Energia
Titolo V della Costituzione, cosa cambia nel settore energetico
Si tenta di risolvere in questo modo i numerosi conflitti di competenze tra Stato e Regioni in materia di energia

Definire “cambiamento” la riforma del titolo V della Costituzione Italiana è un po’ gattopardiano: stanotte infatti il governo ha approvato, in materia di federalismo, la bozza di riforma del Titolo V riportando allo Stato alcune competenze che erano state demandate alle Regioni.
Un passo del gambero, più che una riforma, un cambiar tutto affinchè nulla cambi o, per esser più espliciti, un ritorno al passato per fare ordine nel caos; le competenze che tornano allo Stato le ha spiegate ieri il premier Monti:
porti marittimi e aeroporti civili, di interesse nazionale e internazionale, grandi reti di trasporto e di navigazione; ordinamento della comunicazione; produzione, trasporto e distribuzione nazionale dell’energia.
La riconfigurazione delle competenze esclusive dello Stato in materia di porti, aeroporti ed energia è stata così motivata:
Sono tutte materie attribuite attualmente alla legislazione concorrente, ma di cui appare più congruo, anche per l’incidenza di normative europee, l’affidamento esclusivo allo Stato.

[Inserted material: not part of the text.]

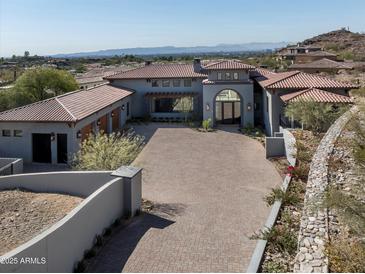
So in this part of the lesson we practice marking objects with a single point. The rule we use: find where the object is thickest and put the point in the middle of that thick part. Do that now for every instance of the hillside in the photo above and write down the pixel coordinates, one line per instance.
(222, 48)
(346, 44)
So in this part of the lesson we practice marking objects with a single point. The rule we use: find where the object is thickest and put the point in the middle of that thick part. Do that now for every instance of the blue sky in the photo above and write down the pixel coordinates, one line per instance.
(63, 26)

La scelta di riformare il titolo V della Carta, visti i tagli agli enti locali, il controllo superficiale sino ad oggi operato dallo Stato sulle Regioni a statuto speciale, alleggerire il carico di lavoro alla Corte Costituzionale sui conflitti di attribuzione e, non ultimo, fornire servizi più efficaci sotto lo stretto controllo centrale di Roma.
Sul senso politico di “regressione” dal federalismo si scriveranno pagine e pagine, così come sull’effettiva fattibilità di questa riforma (che essendo Costituzionale prevede un iter decisamente più complesso); il capogruppo Pdl in Commissione Attività Produttive alla Camera Stefano Saglia ha dichiarato:
Non entro nel merito dell’intera riforma del Titolo V della Costituzione e comprendo il disappunto delle Regioni. Però riportare l’energia nell’esclusiva competenza dello Stato è una cosa opportuna e sacrosanta.
Diametralmente opposto il parere della Lega, ma anche del Presidente della Conferenza delle Regioni Vasco Errani (Pd) che auspica un ripensamento.
Se gli obiettivi generali di politica energetica del Paese sono oggi perseguiti dallo Stato e regolati al dettaglio dalle Regioni, accade che molte delle funzioni amministrative, come quelle relative alla “utilizzazione del pubblico demanio marittimo e di zone del mare territoriale per finalità di approvvigionamento di fonti di energia”, quelle concernenti l’esercizio delle attività di trasmissione e di dispacciamento nazionale dell’energia elettrica siano riservate allo Stato.
Nel migliore dei casi dunque lo Stato deve conseguire una previa intesa con le Regioni interessante, la Conferenza delle Regioni, Regioni e Province autonome, Conferenza unificata, etc.: un iter decisamente macchinoso e complesso che la riforma del Titolo V potrebbe risolvere e semplificare.
Si tornerà quindi a parlare di “politica energetica nazionale”, un principio tornato in auge dopo il referendum dello scorso anno sul nucleare: “l’abrogata opzione” nucleare ha aperto profili di notevole interesse in materia di produzione, trasporto e distribuzione nazionale dell’energia.
Non ultimo, l’art. 117 della Costituzione attribuisce allo Stato le competenze in materia energetica: non venne modificato all’approvazione del federalismo e successivamente numerose sentenze della Corte Costituzionale hanno mostrato che l’unica via era tornare indietro da quel federalismo all’amatriciana che ha creato più conflitti di attribuzione che semplificazioni.
Riuscirà il governo tecnico a riformare il Titolo V della Carta restituendo le competenze energetiche allo Stato? Su questo si possono aprire scommesse dall’esito più che incerto.